Linda Symmes was entirely another matter. She had lifted her faceplate and was staring out at him with wide, blue eyes that combined feminine curiosity with a hint of helplessness. She was tall, nearly Kinsman’s own height, with thick honey-colored hair and a body that he had already memorized down to the last curve.

In her sweet, high voice she said, «I think I’m going to be sick.»

«Oh, for …»

Jill reached into the compartment between their two seats. «I’ll take care of this. You stick to the controls.» And she whipped a white plastic bag open and stuck it over Linda’s face.

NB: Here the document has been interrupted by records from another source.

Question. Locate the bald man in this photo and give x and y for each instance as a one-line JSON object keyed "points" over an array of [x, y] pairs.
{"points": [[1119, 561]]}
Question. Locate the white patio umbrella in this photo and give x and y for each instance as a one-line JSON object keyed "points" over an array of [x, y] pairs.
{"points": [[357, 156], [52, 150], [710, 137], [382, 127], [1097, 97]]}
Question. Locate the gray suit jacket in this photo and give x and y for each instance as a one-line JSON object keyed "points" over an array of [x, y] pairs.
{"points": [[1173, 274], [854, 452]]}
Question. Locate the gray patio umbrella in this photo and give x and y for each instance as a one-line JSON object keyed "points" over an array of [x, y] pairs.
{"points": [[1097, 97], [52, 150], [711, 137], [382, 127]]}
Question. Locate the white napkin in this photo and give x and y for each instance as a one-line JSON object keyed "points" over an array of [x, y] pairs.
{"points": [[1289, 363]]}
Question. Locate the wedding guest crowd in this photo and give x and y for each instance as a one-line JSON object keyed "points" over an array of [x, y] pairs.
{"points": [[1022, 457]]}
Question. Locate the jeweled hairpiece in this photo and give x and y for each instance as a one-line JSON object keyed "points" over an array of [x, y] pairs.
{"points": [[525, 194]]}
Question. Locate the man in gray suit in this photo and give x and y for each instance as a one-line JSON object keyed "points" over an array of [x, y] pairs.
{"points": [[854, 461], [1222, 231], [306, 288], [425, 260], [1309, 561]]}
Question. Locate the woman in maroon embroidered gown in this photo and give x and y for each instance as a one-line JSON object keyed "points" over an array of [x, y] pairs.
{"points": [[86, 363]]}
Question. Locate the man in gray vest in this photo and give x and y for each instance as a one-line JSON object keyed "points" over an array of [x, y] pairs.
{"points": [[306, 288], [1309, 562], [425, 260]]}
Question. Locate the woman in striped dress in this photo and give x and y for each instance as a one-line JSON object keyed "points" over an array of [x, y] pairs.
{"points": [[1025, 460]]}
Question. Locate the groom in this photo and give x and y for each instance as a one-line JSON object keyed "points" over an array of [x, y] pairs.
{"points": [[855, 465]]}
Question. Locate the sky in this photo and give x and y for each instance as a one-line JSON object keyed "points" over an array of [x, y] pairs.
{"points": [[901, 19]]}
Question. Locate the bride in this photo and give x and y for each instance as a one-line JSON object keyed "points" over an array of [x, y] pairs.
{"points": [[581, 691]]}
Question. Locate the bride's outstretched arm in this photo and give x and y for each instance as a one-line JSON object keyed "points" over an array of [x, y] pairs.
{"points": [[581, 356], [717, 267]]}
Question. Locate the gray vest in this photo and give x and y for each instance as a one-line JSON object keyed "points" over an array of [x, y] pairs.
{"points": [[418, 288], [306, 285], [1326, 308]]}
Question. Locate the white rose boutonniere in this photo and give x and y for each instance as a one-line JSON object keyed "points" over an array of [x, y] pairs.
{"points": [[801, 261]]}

Shuddering at the thought of what could happen in zero gravity, Kinsman turned back to the control panel. He pulled his faceplate shut and turned up the air blower in his suit, trying to cut off the obscene sound of Linda’s struggles.

«For Chrissake,» he yelled, «unplug her radio! You want me chucking all over, too?»

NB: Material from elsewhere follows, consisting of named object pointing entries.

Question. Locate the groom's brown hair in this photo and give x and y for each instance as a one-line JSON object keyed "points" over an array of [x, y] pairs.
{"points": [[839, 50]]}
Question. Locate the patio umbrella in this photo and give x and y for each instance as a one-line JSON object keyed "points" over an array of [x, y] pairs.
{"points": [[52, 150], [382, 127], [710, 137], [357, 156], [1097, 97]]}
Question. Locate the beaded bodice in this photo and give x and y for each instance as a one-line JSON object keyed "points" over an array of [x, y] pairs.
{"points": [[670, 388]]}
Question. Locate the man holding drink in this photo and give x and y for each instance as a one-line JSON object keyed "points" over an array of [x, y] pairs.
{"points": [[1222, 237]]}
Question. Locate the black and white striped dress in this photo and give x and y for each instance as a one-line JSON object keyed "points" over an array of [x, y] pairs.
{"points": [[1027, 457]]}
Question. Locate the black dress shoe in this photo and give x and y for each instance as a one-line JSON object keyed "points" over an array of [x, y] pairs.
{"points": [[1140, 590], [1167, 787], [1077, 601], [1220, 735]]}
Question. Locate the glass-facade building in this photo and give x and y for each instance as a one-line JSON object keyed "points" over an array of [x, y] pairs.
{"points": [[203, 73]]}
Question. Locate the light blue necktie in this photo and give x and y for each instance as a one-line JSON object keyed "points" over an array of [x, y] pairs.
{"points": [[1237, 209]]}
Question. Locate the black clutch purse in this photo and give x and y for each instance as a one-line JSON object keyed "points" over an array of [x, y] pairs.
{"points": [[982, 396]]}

«AF-9, this is Ascension.»

Trying to blank his mind to what was going on behind him, Kinsman thumbed the switch on his communications panel. «Go ahead, Ascension.»

For the next hour Kinsman thanked the gods that he had plenty of work to do. He matched the orbit of their three-man spacecraft to that of the Air Force orbiting laboratory, which had been up for more than a year now, and intermittently occupied by two-or three-man crews.

The lab was a fat, cylindrical shape, silhouetted against the brilliant white of the cloud-decked Earth. As he pulled the spacecraft close, Kinsman could see the antennas and airlock and other odd pieces of gear that had accumulated on it. Looking more like a junkheap every trip. Riding behind it, unconnected in any way, was the massive cone of the new power pod.

Kinsman circled the lab once, using judicious squeezes of his maneuvering jets. He touched a command signal switch, and the lab’s rendezvous radar beacon came to life, announced by a light on his control panel.

«All systems green,» he said to ground control. «Everything looks okay.»

«Roger, Niner. You are cleared for docking.»